The digital divide has significant impact on education. While COVID-19 school closures are a thing of the past, online education has remained and will grow. Students who lack access to technology may have difficulty completing homework assignments or participating in online classes.

 In addition, many educational resources are now available only online, which can be difficult for those who lack access to technology or the internet.

This also has significant implications on employment opportunities. Individuals who lack access to technology may have difficulty finding jobs or advancing in their careers. To begin with, job opportunities and advertisements are mostly found online. Job application processes have digitised with some organisations even conducting virtual interviews for potential candidates.

In addition, many jobs now require digital literacy skills and meetings are held online, which can be difficult for those who lack access to technology or training. There are most certainly risks that come with the digital space but there is also the vulnerability that stems from not having any access at all to the digital space.

Clarion call

To ensure children’s rights in the digital environment, it is essential to provide them with the necessary skills, knowledge, and tools to navigate the internet safely.

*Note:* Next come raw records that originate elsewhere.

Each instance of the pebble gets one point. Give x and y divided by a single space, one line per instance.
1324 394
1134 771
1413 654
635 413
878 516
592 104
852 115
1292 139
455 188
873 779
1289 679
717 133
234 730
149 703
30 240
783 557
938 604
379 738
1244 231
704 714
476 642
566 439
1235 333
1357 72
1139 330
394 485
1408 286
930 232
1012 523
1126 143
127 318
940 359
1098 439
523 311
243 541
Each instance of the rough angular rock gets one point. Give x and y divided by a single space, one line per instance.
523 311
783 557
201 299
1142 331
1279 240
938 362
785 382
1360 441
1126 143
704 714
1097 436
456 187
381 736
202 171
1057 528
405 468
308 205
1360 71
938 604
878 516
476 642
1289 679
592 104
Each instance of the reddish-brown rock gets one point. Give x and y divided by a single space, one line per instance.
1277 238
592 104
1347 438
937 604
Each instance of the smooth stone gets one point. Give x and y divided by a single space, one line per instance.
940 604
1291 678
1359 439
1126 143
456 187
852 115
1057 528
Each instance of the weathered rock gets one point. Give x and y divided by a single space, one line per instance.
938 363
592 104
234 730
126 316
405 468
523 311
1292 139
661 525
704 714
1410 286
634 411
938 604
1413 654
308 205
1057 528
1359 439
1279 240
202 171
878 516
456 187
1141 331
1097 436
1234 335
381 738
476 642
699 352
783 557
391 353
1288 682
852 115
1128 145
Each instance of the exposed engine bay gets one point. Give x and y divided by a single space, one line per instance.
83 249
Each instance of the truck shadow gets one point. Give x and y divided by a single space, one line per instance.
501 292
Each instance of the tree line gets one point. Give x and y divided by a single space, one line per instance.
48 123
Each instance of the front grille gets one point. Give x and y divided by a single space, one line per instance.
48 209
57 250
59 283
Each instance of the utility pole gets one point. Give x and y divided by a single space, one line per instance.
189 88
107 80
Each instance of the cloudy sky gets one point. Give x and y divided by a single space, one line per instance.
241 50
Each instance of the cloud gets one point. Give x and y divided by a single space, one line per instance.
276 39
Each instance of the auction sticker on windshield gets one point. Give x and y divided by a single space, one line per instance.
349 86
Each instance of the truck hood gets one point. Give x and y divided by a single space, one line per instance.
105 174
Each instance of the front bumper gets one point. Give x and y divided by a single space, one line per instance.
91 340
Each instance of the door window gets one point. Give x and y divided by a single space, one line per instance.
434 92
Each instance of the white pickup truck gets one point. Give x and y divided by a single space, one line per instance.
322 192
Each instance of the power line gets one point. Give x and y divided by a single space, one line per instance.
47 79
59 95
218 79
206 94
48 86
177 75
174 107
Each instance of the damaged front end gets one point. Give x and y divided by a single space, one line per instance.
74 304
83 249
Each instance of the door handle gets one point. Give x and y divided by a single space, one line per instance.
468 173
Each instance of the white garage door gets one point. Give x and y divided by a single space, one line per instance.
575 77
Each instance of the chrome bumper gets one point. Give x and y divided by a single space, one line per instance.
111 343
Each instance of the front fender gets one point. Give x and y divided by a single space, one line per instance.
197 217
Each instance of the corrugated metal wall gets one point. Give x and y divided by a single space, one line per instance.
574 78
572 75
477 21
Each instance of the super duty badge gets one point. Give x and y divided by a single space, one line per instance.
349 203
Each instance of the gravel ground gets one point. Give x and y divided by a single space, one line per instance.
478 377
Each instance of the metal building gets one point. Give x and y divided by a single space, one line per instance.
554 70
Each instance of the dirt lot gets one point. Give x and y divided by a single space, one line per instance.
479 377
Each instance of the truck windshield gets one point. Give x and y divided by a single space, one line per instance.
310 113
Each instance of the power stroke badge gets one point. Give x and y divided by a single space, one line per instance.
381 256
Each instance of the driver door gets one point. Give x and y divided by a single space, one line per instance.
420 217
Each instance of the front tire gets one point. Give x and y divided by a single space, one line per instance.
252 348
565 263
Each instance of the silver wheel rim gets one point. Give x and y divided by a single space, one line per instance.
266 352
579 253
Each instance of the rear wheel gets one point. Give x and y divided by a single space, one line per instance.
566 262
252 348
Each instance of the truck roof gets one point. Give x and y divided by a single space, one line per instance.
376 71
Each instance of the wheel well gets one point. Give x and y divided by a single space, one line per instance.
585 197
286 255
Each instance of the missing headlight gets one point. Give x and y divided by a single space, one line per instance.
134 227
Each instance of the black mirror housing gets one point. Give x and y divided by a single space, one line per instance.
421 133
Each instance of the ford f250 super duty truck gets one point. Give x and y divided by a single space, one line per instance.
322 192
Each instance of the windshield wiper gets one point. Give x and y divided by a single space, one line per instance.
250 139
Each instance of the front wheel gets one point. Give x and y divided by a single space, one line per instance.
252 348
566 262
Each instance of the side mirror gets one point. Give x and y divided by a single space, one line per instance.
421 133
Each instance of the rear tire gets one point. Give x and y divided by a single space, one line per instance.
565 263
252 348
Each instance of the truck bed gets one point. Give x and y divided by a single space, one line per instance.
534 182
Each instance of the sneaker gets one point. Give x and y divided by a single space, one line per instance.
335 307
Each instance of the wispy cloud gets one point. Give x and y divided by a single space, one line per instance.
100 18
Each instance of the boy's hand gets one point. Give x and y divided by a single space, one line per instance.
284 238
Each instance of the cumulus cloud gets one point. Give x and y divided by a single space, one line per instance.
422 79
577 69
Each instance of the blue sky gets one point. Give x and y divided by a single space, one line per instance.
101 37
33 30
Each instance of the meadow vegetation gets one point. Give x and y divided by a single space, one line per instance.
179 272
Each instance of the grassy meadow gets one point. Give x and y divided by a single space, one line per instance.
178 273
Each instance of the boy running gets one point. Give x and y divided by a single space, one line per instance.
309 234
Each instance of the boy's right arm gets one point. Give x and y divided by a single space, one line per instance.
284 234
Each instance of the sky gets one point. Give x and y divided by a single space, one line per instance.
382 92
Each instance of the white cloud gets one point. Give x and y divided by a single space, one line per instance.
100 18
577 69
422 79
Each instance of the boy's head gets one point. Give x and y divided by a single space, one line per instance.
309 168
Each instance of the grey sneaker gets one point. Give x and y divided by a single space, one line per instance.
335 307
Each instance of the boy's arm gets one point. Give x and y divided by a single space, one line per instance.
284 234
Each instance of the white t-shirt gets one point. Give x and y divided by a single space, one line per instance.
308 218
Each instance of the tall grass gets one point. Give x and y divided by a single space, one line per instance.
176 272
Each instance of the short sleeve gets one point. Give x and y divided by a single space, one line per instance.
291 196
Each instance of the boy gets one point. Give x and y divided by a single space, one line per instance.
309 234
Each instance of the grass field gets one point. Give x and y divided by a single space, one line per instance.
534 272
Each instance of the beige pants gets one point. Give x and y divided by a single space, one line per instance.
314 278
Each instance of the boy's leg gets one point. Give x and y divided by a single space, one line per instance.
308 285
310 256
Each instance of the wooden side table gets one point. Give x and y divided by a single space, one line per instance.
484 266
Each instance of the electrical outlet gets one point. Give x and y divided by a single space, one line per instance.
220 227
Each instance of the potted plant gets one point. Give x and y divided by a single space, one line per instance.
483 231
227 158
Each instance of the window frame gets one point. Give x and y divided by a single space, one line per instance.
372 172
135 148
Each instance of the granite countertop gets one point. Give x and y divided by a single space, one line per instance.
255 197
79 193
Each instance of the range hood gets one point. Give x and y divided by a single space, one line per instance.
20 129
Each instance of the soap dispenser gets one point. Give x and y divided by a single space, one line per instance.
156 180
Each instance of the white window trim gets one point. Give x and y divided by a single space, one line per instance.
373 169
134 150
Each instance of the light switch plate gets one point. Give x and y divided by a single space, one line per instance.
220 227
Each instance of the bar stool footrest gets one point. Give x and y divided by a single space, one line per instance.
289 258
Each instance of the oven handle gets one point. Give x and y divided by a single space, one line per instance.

This includes educating children on online risks and how to protect themselves, as well as providing them with age-appropriate content and safe online platforms. The digital divide can be closed by collaborative efforts by all stakeholders to increase access to technology in underserved communities, providing technology training and education to individuals who lack digital literacy skills, developing policies and programmes that promote digital inclusion, encouraging public-private partnerships to address the digital divide. Ensuring the safety of children online is crucial for their overall well-being and development.

It is essential to create a safer and more secure digital environment for children in Africa. We must not stop there, we must ensure that all children have equal access to the necessary digital space.

Governments, civil society organisations, and other stakeholders must work together to address these challenges and ensure the rights and well-being of children are at the forefront of development efforts.

Kudzai-Vimbiso Tseriwa is a social worker whose field of work focuses on children’s rights and protection.